Ketika Jokowi menjabat sebagai presiden. Lagi-lagi Rizal diminta untuk membantu pemerintahan. Kali ini ia ditempatkan sebagai Menko Kemaritiman menggantikan Indroyono Soesilo. Sebenarnya Rizal tak mau ditempatkan di bidang yang bukan menjadi keahliannya. Tetapi karena Jokowi meminta, ia akhirnya menerima dengan syarat tak mau melapor ke JK. Meski sudah duduk di pemerintahan, namun ia masih saja mengkritik rencana para menteri. Salah satu yang sempat heboh adalah terkait pembangunan pembangkit listrik 35.000 MW. Menurutnya, saat itu Indonesia belum memerlukan pembangkit listrik sebesar itu. Namun karena ada bancakan para Peng-Peng, maka proyek tersebut terus didorong. Rizal berpendapat, kalau kebijakan ini tidak disikapi maka bisa menyebabkan kerugian besar bagi PLN. Gegara ini, ia sempat ngajak JK berdebat. Karena sikap provokatifnya itu, sempat terjadi kegaduhan di tubuh pemerintahan. Ia pun akhirnya dicopot atas permintaan JK. Lagi-lagi ini ia utarakan di kanal Youtube Akbar Faizal Uncensored. Di kanal tersebut, ia memang blakan-blakan menuding JK yang beberapa kali menjegalnya agar tak masuk kabinet.  

Kritis Namun Berbobot

Rizal merupakan salah satu ekonom Indonesia yang paling vokal menentang mazhab neo-liberalisme. Oleh karenanya, ia berkali-kali menuding kebijakan Sri Mulyani – yang dianggapnya sebagai ekonom neolib — yang terus menerus berutang ke luar negeri. Meski Bank Dunia mentasbihkan Sri sebagai Menteri Keuangan terbaik, Rizal justru menjulukinya sebagai Menteri Keuangan terbalik. Maksudnya, kebijakan Sri sering kali berkebalikan dengan ekonomi kerakyatan yang diusungnya. Dalam beberapa kesempatan, Rizal sering mencecar kebijakan utang pemerintah yang ugal-ugalan. Menurutnya bunga pinjaman kita jauh lebih mahal 2%-3% dibanding negara lain yang memiliki rating surat utang yang sama. Terkait dengan utang, sedikit sekali ekonom kita yang sepandangan dengannya. Sekedar menyebut nama, mungkin hanya mantan menteri Kwik Kian Gie, Faisal Basri, dan Ichsanuddin Noorsy.

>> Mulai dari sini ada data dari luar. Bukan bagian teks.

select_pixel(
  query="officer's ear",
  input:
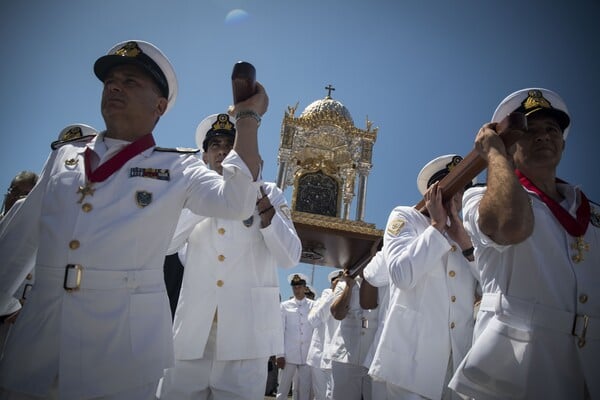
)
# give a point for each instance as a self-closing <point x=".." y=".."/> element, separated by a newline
<point x="161" y="106"/>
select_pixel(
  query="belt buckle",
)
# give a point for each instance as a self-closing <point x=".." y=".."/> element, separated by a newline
<point x="78" y="273"/>
<point x="574" y="331"/>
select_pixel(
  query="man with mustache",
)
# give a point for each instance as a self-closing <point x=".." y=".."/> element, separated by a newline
<point x="97" y="323"/>
<point x="537" y="241"/>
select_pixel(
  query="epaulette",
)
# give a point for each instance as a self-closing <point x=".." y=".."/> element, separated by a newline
<point x="59" y="143"/>
<point x="182" y="150"/>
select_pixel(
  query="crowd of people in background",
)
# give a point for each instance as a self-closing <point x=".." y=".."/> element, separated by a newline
<point x="488" y="293"/>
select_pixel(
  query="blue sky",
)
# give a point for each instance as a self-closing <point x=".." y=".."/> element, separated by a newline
<point x="427" y="73"/>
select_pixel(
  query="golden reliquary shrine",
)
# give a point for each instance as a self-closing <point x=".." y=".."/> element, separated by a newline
<point x="326" y="159"/>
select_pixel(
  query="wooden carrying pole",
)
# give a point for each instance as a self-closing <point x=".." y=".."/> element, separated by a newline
<point x="509" y="129"/>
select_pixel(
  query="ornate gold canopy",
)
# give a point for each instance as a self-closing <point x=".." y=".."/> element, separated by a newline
<point x="327" y="159"/>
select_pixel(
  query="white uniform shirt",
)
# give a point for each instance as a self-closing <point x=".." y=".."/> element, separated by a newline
<point x="430" y="315"/>
<point x="354" y="335"/>
<point x="324" y="325"/>
<point x="297" y="333"/>
<point x="231" y="268"/>
<point x="377" y="274"/>
<point x="113" y="333"/>
<point x="537" y="288"/>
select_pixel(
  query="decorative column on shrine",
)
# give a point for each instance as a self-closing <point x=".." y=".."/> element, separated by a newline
<point x="326" y="160"/>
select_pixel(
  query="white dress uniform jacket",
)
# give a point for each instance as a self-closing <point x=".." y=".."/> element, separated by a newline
<point x="536" y="300"/>
<point x="324" y="325"/>
<point x="430" y="313"/>
<point x="297" y="333"/>
<point x="354" y="335"/>
<point x="114" y="333"/>
<point x="231" y="268"/>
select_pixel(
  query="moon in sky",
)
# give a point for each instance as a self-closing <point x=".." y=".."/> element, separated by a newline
<point x="236" y="16"/>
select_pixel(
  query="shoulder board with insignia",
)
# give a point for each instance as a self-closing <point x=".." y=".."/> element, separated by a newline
<point x="59" y="143"/>
<point x="182" y="150"/>
<point x="594" y="214"/>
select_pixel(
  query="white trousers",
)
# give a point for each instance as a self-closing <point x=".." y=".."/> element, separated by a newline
<point x="322" y="383"/>
<point x="207" y="378"/>
<point x="145" y="392"/>
<point x="351" y="382"/>
<point x="302" y="381"/>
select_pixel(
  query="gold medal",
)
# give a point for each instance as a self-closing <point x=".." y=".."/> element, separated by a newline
<point x="580" y="246"/>
<point x="85" y="191"/>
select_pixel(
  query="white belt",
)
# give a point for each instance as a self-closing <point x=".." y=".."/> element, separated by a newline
<point x="579" y="325"/>
<point x="74" y="277"/>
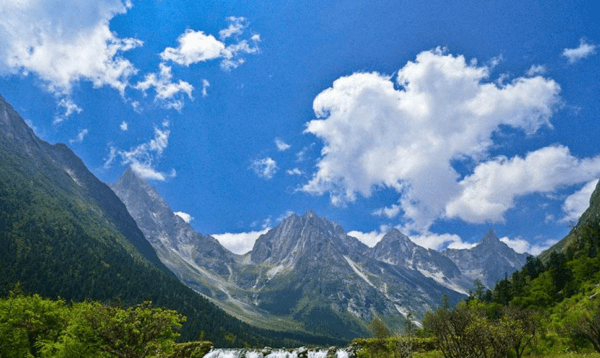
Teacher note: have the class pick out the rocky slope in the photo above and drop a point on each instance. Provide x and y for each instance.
(489, 261)
(305, 274)
(64, 233)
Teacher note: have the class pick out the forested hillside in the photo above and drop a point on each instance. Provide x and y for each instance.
(551, 305)
(63, 235)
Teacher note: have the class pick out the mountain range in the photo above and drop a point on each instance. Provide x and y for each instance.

Kerisauan lainnya yang sering ia suarakan adalah pembangunan negara yang lebih berpihak kepada segelintir orang. Maksudnya adalah pembangunan yang lebih pro kepada para pengusaha besar tenimbang rakyat kecil. Itulah mengapa kemarin ia menentang UU Cipta Kerja. Menurutnya UU itu lebih berpihak kepada segelintir orang dibandingkan jutaan buruh. Karena menganut mazhab ekonomi kerakyatan – mungkin tepatnya sosialis, ia lebih senang menggunakan koefisien GINI dan Indeks Pembangunan Manusia dalam menggambarkan kemajuan suatu negara. Ia sering membayangkan bahwa suatu hari nanti Indonesia bisa seperti negara-negara Skandinavia, dimana rakyatnya terjamin kesehatannya, pendidikannya, dan hak-hak dasar lainnya.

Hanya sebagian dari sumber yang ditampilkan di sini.